31/08/2025
El verdadero proceso de duelo no busca ofrecer respuestas fáciles. En cambio, viene a desmantelar nuestras certezas más profundas, a incendiar aquello que considerábamos intocable y a desarticular nuestras defensas, esas que hemos construido para evitar enfrentarnos a la cruda realidad de la pérdida.
Cuando el dolor llega, no lo hace con suavidad; lo hace con un filo que hiere. Nos confronta con la sombra de nuestra tristeza, con la grieta que hemos tratado de ignorar durante tanto tiempo. Ahí es donde duele, donde quiebra nuestra fortaleza: es esa resistencia la que nos atrapa. Sin embargo, en ese espacio roto es donde comienza a filtrarse la luz de la sanación.
No existe un despertar sin una ruptura, así como no hay renacimiento sin un desgarro. El hueso debe quebrarse para liberar la médula, y el corazón debe abrirse en dos para que brote la sangre preciosa que trae vida. Así fue con la partida de Lalo; su luz sigue brillando aún en medio del dolor, recordándome que la oscuridad no es mi enemiga, sino la matriz de mi transformación.
La pérdida me ha enseñado que mi herida no es un castigo, sino un portal hacia una nueva comprensión de lo que significa amar.
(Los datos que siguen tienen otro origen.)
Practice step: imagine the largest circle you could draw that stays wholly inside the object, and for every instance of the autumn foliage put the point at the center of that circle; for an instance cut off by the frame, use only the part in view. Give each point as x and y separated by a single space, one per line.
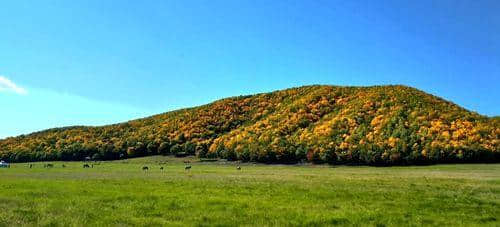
380 125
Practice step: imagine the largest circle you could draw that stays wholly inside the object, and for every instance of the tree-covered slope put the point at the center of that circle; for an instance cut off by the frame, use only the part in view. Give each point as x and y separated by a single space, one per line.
365 125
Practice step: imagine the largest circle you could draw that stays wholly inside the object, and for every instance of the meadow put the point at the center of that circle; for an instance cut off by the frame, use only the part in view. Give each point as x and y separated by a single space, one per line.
120 193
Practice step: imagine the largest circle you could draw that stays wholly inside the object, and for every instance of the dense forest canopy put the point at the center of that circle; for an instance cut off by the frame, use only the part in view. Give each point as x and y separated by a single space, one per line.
379 125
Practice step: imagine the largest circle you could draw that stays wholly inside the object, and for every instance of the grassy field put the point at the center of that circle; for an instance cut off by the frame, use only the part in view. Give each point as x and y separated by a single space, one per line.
120 193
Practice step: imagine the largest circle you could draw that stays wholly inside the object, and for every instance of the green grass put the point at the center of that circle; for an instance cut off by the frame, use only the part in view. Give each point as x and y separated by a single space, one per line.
120 193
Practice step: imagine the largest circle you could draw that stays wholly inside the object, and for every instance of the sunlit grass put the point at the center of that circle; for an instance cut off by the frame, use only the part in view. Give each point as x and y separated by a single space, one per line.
120 193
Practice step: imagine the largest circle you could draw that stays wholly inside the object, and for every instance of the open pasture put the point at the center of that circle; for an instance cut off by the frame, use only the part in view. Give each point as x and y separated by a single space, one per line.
215 193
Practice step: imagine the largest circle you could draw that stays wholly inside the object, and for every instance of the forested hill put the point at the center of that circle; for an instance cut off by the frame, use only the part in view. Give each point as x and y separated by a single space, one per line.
360 125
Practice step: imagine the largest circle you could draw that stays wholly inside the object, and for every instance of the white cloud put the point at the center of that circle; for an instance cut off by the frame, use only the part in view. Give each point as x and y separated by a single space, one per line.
9 86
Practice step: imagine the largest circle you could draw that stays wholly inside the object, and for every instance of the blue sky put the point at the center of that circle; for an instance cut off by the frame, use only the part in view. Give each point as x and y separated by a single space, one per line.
97 62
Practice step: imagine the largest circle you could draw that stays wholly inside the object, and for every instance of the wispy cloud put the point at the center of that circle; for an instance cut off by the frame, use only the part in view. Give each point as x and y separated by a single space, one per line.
8 86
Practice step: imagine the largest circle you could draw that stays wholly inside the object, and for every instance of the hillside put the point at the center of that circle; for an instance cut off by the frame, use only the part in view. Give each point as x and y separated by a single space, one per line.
358 125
Este camino no se trata de acumular verdades; más bien, es un viaje hacia la vacuidad, hacia una desnudez emocional que me permite estar presente ante el misterio de la vida y la muerte.
En la medida que enfrento mis propias sombras, me vuelvo digna de la luz que Lalo me dejó. La tristeza por su ausencia se entrelaza con la alegría de haberlo tenido, moldeando un amor eterno que trasciende el tiempo y el espacio. A medida que continuo este camino, aprendo que la grieta que una vez vi como destrucción es, en verdad, un llamado a la iniciación.
Hoy reconozco con gratitud que el amor que compartimos me impulsa a vivir con intensidad, abrazando tanto la luz como la oscuridad, y en este viaje, me honro a mí misma y a la memoria de mi hijo, quien siempre seguirá vivo en mi corazón.